Explanatory Argument Extraction of Correct Answers in Resident Medical Exams
Iakes Goenaga, Aitziber Atutxa, Koldo Gojenola, Maite Oronoz, Rodrigo, Agerri

TL;DR
This paper introduces a new Spanish medical exam dataset with explanations for correct and incorrect answers, enabling automated evaluation of language models' ability to extract relevant medical explanations, aiding practitioners.
Contribution
The work presents a novel dataset with doctor-written explanations for both correct and incorrect answers in Spanish medical exams, facilitating extractive QA tasks and automated model evaluation.
Findings
Multilingual models sometimes outperform monolingual models.
Smaller models can perform competitively despite being inferior.

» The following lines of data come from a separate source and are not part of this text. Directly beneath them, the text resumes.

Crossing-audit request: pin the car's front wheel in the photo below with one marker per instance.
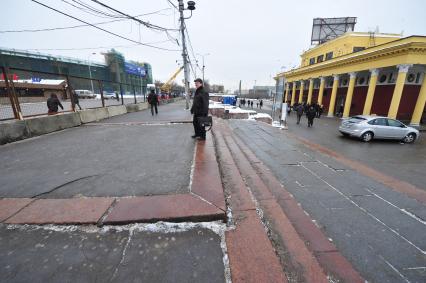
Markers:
(409, 138)
(367, 136)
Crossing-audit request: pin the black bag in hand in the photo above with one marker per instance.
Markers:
(205, 121)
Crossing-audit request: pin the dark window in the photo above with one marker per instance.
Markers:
(378, 122)
(417, 78)
(357, 49)
(383, 78)
(410, 78)
(394, 123)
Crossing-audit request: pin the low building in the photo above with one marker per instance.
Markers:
(362, 73)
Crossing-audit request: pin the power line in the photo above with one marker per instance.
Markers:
(117, 35)
(92, 48)
(171, 3)
(148, 25)
(78, 26)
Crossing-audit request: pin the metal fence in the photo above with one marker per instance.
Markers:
(24, 93)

The dataset effectively helps identify relevant evidence-based medical explanations.
Abstract
Developing the required technology to assist medical experts in their everyday activities is currently a hot topic in the Artificial Intelligence research field. Thus, a number of large language models (LLMs) and automated benchmarks have recently been proposed with the aim of facilitating information extraction in Evidence-Based Medicine (EBM) using natural language as a tool for mediating in human-AI interaction. The most representative benchmarks are limited to either multiple-choice or long-form answers and are available only in English. In order to address these shortcomings, in this paper we present a new dataset which, unlike previous work: (i) includes not only explanatory arguments for the correct answer, but also arguments to reason why the incorrect answers are not correct; (ii) the explanations are written originally by medical doctors to answer questions from the Spanish…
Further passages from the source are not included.